THE worlds of comedy and English literature have said farewell to a talented man who left a high-flying television career to be an antiquarian bookseller in York.

Jack Duncan rose to be head of light entertainment at Yorkshire Television as he produced series such as "My Old Man" "Queenie's Castle" "Albert" and "On the House".

But in 1974, he turned his back on television and for four decades, starting in a shed, he ran his bookselling business with shops in Boston Spa, Harrogate and Fulford as well as in Museum Street, near the British Museum in London.

Two decades ago, he opened Jack Duncan Books in Fossgate, central York, where he headed a group of six booksellers and whose premises can hold tens of thousands of books. The shop still operates, as Fossgate Books.

Mr Duncan retired a few years ago, and passed away on February 22. His funeral was held on Friday. Mr Duncan is survived by his wife Mary, three children and several grandchildren.

Long-time friend and fellow bookseller George Ramsden said: "He will be remembered as a brilliant, talented man who chose to withdraw to York and be an antiquarian bookseller, which was his first love. He was extraordinary, very northern, more Yorkshire than Yorkshire."

Mr Duncan was born in 1937 in Northumberland and played cricket for the county as a fast bowler. When a pupil at Newcastle Grammar School, he produced Christopher Marlowe's Dr Faustus with a cast of fourth year students, and when studying English at University College, Oxford, produced Tamburlaine by the same Elizabethan playwright.

He helped found the satirical magazine Private Eye with Richard Ingrams and Paul Foot, helped make Les Dawson a superstar comedian and gave the cartoonist Willie Rushton his first acting job. He worked as a producer on the ground-breaking TV satirical show That Was The Week That Was, presented by David Frost and written by many of the top writers of the sixties and seventies.

Although not an artist himself, he collaborated with top cartoonists both in producing cartoons and holding cartoon exhibitions at his shop.

He was also a columnist for the then Yorkshire Evening Press, under the name Yorick.

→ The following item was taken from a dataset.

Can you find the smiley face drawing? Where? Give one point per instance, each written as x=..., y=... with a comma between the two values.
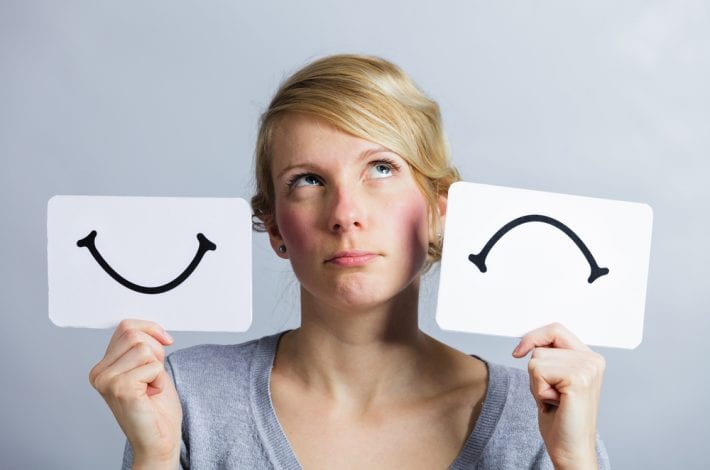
x=111, y=258
x=205, y=245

His love of antiquarian books dates back to his childhood when he used to visit a well-known antiquarian book shop in Newcastle. When he went into the book business himself, he was entirely self-taught, but his reputation reached as far as Japan, and for some years, representatives from Japanese universities would visit annually to buy books from him.

He did not like computers and technology, recording his transactions in a handwritten ledger, and was known for his firm views on certain subjects. He also inspired loyalty from many who worked with him.